EXORCISM requests, a spliff-shaped floral tribute, and a loving, open, laughing community that has "made me the priest I am."
It is these things Father Martin Powell says will stick with him about New Addington, as he moves on to a new role.
The 42-year-old will give his final sermon as vicar at St Edward's Church on Sunday, December 15, before taking up a new priesthood in Chichester.
Reflecting on a decade leading a parish of some 20,000 people, he said: "So many memories...so many fantastic weddings.
"Some beautiful ones and also some were outrageous – shocking pink dresses, that sort of thing.
"I had a floral tribute on a coffin that was in the shape of a four-foot long (marijuana) spliff, so these kind of things will stick with me.
"But actually one of the things that will stick with me the most is the sense of fun that people have here.
"When you come together and have a laugh you really do have a laugh.
"People are open to enjoying each other's company and I shall take that away with me."
Father Powell was just out of the curacy when he started at St Edward's and says he has come into his own as a priest in New Addington.
The dad-of-two said: "I have really learned all the ins and outs of the priesthood here.
"From dealing with people who want exorcisms (it normally ends up as sort of a house blessing) to people on their death beds.
"I am so grateful for people for what they have done for me in terms of my ministry. They have made me the priest I am, really.
"I try to be compassionate, hard-working, realistic and down to earth.

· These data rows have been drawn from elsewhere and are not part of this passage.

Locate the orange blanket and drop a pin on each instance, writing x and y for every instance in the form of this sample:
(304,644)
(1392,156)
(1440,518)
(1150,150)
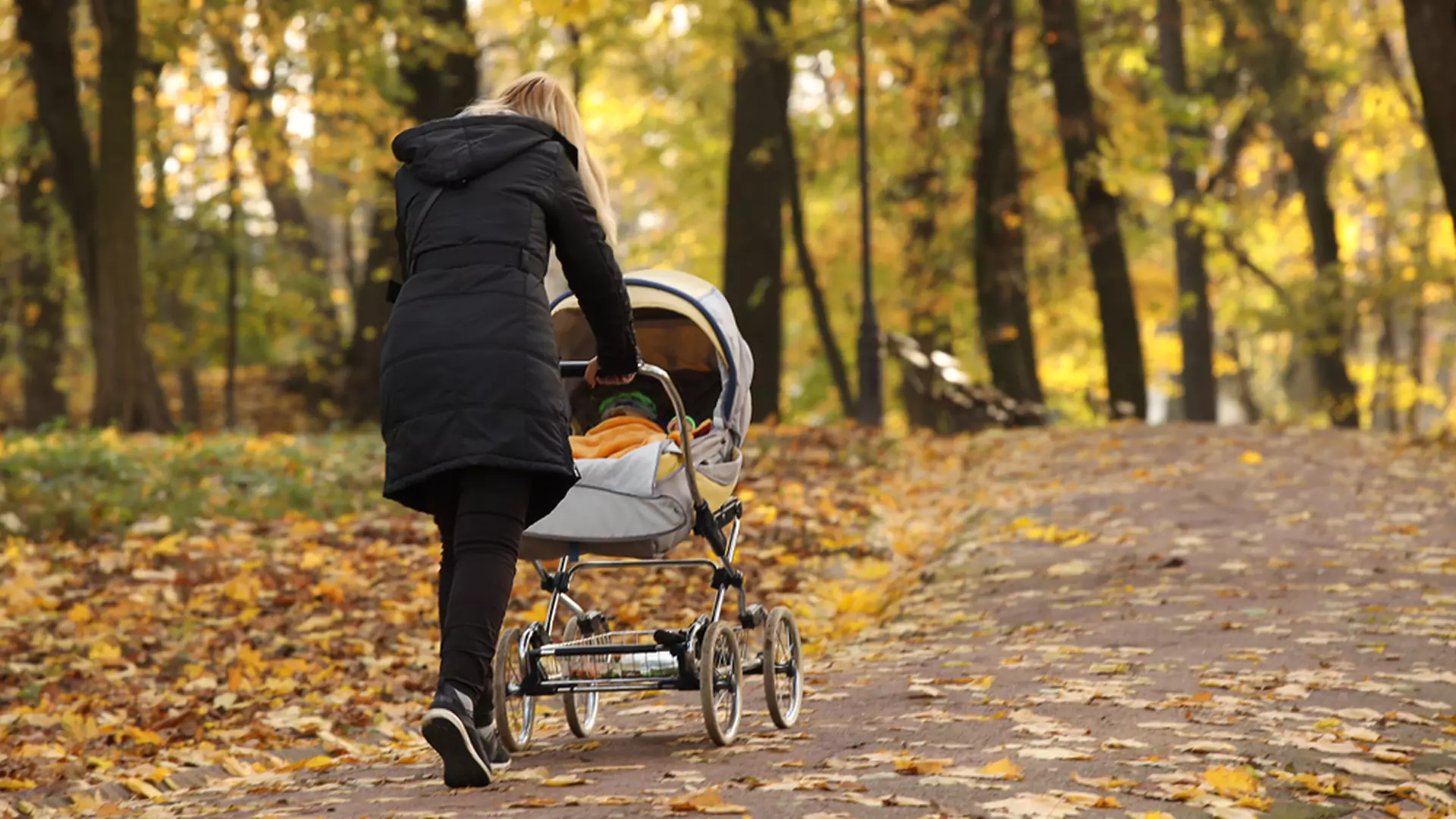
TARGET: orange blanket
(619,436)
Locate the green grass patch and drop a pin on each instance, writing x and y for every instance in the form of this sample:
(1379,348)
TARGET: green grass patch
(85,484)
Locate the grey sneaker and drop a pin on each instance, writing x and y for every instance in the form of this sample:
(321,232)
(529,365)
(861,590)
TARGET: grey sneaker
(500,758)
(468,752)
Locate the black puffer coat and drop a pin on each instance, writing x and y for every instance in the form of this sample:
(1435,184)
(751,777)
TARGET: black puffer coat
(469,369)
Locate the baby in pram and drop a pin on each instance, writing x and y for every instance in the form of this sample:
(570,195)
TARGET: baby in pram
(628,422)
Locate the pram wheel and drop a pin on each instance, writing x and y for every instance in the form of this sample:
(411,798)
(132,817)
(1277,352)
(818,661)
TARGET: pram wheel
(582,708)
(783,668)
(720,675)
(514,711)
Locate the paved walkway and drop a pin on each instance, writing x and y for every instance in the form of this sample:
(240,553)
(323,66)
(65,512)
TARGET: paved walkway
(1144,623)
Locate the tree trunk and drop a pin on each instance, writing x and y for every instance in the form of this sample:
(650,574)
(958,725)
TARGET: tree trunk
(235,207)
(1244,378)
(832,352)
(1194,315)
(42,297)
(1327,325)
(1001,264)
(46,27)
(1430,34)
(437,93)
(168,275)
(296,231)
(927,276)
(370,315)
(127,390)
(753,224)
(1097,212)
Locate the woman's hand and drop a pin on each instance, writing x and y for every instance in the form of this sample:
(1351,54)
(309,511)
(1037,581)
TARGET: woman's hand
(604,381)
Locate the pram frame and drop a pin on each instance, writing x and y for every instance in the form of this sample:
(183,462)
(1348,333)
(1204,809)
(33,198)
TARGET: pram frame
(535,643)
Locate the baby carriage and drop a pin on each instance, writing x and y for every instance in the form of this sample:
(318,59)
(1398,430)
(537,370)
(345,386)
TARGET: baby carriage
(634,510)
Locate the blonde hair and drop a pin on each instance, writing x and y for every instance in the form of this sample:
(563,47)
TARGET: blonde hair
(539,96)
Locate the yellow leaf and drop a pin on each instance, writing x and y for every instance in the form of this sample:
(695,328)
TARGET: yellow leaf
(921,767)
(564,781)
(143,789)
(1231,781)
(1002,768)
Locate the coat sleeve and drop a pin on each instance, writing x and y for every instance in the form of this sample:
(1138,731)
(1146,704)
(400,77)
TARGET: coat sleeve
(592,271)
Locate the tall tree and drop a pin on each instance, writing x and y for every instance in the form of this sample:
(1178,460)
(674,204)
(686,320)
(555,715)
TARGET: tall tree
(168,268)
(437,89)
(999,245)
(1430,33)
(817,303)
(42,305)
(1194,314)
(1097,210)
(1298,117)
(127,390)
(928,271)
(127,387)
(753,226)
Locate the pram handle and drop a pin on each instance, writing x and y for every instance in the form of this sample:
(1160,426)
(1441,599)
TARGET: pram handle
(579,369)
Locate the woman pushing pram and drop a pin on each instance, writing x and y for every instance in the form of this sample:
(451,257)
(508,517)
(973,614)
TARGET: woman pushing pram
(476,428)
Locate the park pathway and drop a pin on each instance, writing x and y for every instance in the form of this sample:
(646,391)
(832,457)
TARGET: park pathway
(1141,623)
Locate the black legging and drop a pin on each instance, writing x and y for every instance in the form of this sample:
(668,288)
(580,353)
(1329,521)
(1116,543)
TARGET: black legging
(481,515)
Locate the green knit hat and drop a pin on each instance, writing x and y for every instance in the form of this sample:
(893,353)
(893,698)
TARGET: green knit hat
(628,401)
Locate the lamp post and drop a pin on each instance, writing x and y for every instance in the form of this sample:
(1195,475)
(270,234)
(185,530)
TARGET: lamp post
(871,398)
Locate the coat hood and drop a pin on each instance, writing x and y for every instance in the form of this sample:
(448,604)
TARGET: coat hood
(456,150)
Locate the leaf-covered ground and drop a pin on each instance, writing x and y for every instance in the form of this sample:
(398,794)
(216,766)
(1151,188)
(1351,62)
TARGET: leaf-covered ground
(1142,623)
(231,599)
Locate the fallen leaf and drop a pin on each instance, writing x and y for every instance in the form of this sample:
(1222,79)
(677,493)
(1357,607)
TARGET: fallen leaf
(1031,806)
(918,767)
(143,789)
(1002,768)
(1373,770)
(1069,569)
(705,803)
(563,781)
(1231,781)
(1204,746)
(1053,754)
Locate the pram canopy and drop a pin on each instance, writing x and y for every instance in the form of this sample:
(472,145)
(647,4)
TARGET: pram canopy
(641,504)
(683,325)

Loving, hopefully funny, and just open and accessible."
The very modern minister – known for his blogging, texting and tweeting on spiritual and community matters – has worked to bring more young families into the fold and increase partnerships with other churches in the area.
He has also helped St Edward's buck a national trend for church attendance, with regular Sunday worshippers now numbering about 120 compared to roughly 90 when he started.
That is partly due to changing demographics in the neighbourhood, with people from so-called 'black minority ethnic' communities now making up about 40 per cent of his regular congregants, compared to about 22 per cent when he started.
He said: "I think that is true of New Addington as a whole and in particular true of churches.
"A lot who are new to the country come with a Christian background already so they go through the church.
"That has opened up all sorts of avenues for us in terms of celebrating our differences."
Father Powell's successor will be chosen after a six-month interregnum.